Industry, Logistics & Shipping

Masdar, Envyron Energy collaborate on plastic-to-fuel technology

Masdar (Abu Dhabi Future Energy Company) is collaborating with Envyron Energy, a subsidiary of Alliances for Global Sustainability, to advance plastic-to-fuel technology, said a report.

The objective of this collaboration is to explore the further refinement of the plastic derived fuel produced by Envyron to up-cycle it into a transportation grade fuel, and was announced today (January 16) at Abu Dhabi Sustainability Week, reported state news agency Wam.

The largest sustainability gathering in the Middle East, Abu Dhabi Sustainability Week is dedicated to furthering understanding of the major social, economic and environmental trends shaping the world’s sustainable development, and to empowering the global community to realise viable and effective strategies to mitigate climate change.

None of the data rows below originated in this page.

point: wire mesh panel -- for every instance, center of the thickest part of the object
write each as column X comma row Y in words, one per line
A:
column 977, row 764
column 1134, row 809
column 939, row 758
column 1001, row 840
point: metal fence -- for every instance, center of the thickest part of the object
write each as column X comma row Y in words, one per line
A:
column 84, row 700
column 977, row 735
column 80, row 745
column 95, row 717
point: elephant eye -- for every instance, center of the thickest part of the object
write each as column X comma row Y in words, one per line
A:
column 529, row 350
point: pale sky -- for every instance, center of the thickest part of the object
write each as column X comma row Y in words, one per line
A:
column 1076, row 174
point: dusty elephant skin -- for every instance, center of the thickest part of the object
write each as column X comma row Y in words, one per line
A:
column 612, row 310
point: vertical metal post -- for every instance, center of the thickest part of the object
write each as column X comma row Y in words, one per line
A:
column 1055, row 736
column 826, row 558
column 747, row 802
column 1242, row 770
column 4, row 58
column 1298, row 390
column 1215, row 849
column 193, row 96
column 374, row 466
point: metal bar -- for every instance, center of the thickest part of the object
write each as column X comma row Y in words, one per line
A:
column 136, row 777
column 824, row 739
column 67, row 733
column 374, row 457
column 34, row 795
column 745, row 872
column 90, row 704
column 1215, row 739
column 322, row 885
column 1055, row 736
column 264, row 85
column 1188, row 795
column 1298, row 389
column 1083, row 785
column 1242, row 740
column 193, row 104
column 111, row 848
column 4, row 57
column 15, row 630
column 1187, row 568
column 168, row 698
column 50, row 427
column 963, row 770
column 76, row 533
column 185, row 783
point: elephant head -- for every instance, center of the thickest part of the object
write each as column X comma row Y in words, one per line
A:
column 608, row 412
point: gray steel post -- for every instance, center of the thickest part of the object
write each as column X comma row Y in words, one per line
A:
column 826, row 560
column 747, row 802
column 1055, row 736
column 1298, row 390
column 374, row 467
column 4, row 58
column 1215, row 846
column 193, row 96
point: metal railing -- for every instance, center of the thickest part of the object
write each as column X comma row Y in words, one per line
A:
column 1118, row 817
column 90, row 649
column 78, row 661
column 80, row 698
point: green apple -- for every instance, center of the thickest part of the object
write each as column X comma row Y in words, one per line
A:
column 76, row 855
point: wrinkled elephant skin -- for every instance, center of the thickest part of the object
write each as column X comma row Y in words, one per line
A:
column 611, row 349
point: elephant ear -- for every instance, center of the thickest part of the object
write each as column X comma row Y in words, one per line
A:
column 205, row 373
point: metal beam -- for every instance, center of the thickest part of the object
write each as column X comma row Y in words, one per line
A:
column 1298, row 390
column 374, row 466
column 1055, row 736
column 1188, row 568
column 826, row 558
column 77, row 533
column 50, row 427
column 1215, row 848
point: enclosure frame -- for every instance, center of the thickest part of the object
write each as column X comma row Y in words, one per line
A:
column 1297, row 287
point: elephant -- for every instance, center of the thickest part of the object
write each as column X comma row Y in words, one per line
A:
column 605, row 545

The partners will also explore ways to further improve the existing technology through research and development programmes as well as pursue commercial-scale projects in the UAE and the Middle East and North Africa (Mena), it said.

Following the signing of a MoU between Masdar and Envyron in December, a plastic-to-fuel demonstration facility is being established at Masdar City in Abu Dhabi, with the aim of converting the city’s waste plastic into usable fuel and raise awareness of the importance of sustainable waste management.

Sheikha Shamma bint Sultan bin Khalifa Al Nahyan, the prominent sustainability advocate and owner of Alliances for Global Sustainability’s subsidiary, said that it was the UAE’s founder Sheikh Zayed who said that we must leave the land as we found it, or improve it.

She added that the collaboration between Envyron and Masdar in the Year of Zayed pays tribute to his environmental legacy, also establishes a joint investment in the circular economy; reducing the amount of waste in our landfills and locally transforming waste plastic into energy.

Sustainable waste management is also part of the operating culture at Masdar City, which aims to maximise the reuse and recycling of waste construction material and other waste products in its ongoing expansion.

According to the market intelligence provider Euromonitor International, less than half of waste plastic drinking bottles are collected for recycling globally, and only 7 per cent are turned into new bottles. The UAE aims to divert 75 per cent of its solid waste from landfill by 2021, added the report.